In essence, M-Box is working with the tuning of the underlying file system, which is one of the reasons for its excellent performance. Our tests have shown that M-Box is faster than servers that use complex approaches to optimize performance, and that the approach taken gives benefits of simplicity, robustness and high performance
A key benefit that mdir provides is support of horizontal scaling with an architecture that allows multiple M-Box servers to access a single file store. This architecture gives 'horizontal scaling', and enables additional M-Box servers to be added to support more users. Load balancing between the M-Box servers will usually be achieved by use of a network load balancer. The file store will be chosen with appropriate size, performance and expansion options for the deployment. It may be a file system on one of the M-Box servers, but in most cases it is likely to be a separate network file server appliance. The file access protocol will depend on performance and scaling targets for the total system. Options include:
- NFS (Network File System). The traditional protocol for this sort of functionality.
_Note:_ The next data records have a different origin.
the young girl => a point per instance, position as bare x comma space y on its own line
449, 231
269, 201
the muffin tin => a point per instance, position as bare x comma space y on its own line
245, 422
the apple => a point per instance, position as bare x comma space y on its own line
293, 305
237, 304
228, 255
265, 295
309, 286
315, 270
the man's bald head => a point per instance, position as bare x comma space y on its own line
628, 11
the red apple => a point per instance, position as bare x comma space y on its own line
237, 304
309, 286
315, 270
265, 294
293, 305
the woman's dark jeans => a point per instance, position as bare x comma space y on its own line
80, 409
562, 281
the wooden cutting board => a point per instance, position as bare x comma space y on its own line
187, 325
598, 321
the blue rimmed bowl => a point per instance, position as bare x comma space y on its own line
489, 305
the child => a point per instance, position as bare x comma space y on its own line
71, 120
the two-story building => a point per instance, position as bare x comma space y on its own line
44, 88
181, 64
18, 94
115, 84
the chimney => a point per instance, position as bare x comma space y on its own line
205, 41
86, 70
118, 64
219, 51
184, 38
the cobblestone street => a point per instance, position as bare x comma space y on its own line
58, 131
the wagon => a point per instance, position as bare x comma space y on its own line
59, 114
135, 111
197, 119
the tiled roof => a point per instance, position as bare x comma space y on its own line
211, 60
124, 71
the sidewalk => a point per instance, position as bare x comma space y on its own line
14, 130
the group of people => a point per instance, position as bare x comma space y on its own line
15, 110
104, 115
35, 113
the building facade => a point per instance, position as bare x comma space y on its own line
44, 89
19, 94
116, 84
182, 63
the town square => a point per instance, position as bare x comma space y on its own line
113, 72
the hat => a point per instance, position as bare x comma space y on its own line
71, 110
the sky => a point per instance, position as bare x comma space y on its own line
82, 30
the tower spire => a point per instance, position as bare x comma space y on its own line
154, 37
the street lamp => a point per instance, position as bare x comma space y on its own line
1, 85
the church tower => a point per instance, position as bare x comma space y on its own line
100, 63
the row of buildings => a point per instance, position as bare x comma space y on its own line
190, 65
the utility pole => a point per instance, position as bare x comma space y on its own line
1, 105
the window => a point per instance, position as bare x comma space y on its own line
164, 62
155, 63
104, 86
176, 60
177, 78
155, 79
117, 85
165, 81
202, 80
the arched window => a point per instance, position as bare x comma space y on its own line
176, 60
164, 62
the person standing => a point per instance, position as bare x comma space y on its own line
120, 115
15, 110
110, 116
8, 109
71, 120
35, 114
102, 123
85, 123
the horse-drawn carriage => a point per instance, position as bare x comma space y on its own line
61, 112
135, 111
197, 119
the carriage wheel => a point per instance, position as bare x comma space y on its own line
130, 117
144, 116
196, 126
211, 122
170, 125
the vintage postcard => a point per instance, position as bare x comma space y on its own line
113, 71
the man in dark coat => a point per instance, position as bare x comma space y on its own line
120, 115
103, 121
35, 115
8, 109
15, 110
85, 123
- iSCSI. A mapping of the SCSI (Small Computer Systems Interface) protocol commonly used onto IP. iSCSI can be used with a clustering file system to provide a low cost, higher performance alternative to NFS.
- SAN (Storage Area Network). A more expensive, higher performance option.
Although this approach gives an elegant way to scale an M-Box deployment by adding more servers, the major advantage of this architecture is in simplified management. This architecture leads to user mailboxes being deployed on a single file store, with each account having a separate directory. Increase in storage is simply a question of increasing the size of the file server. This makes it easy to add and remove accounts.
Many mailbox servers, particularly those with complex databases, lock mailboxes to specific servers. This leads to two problems:
- In order to make mailbox location transparent to the end user, a tier of application servers will generally be introduced, so that the user gets redirected to the right server.
- When servers are added, or usage grows, there will be the requirement to migrate users between servers. This adds product and operational complexity.
M-Box's architecture avoids these problems.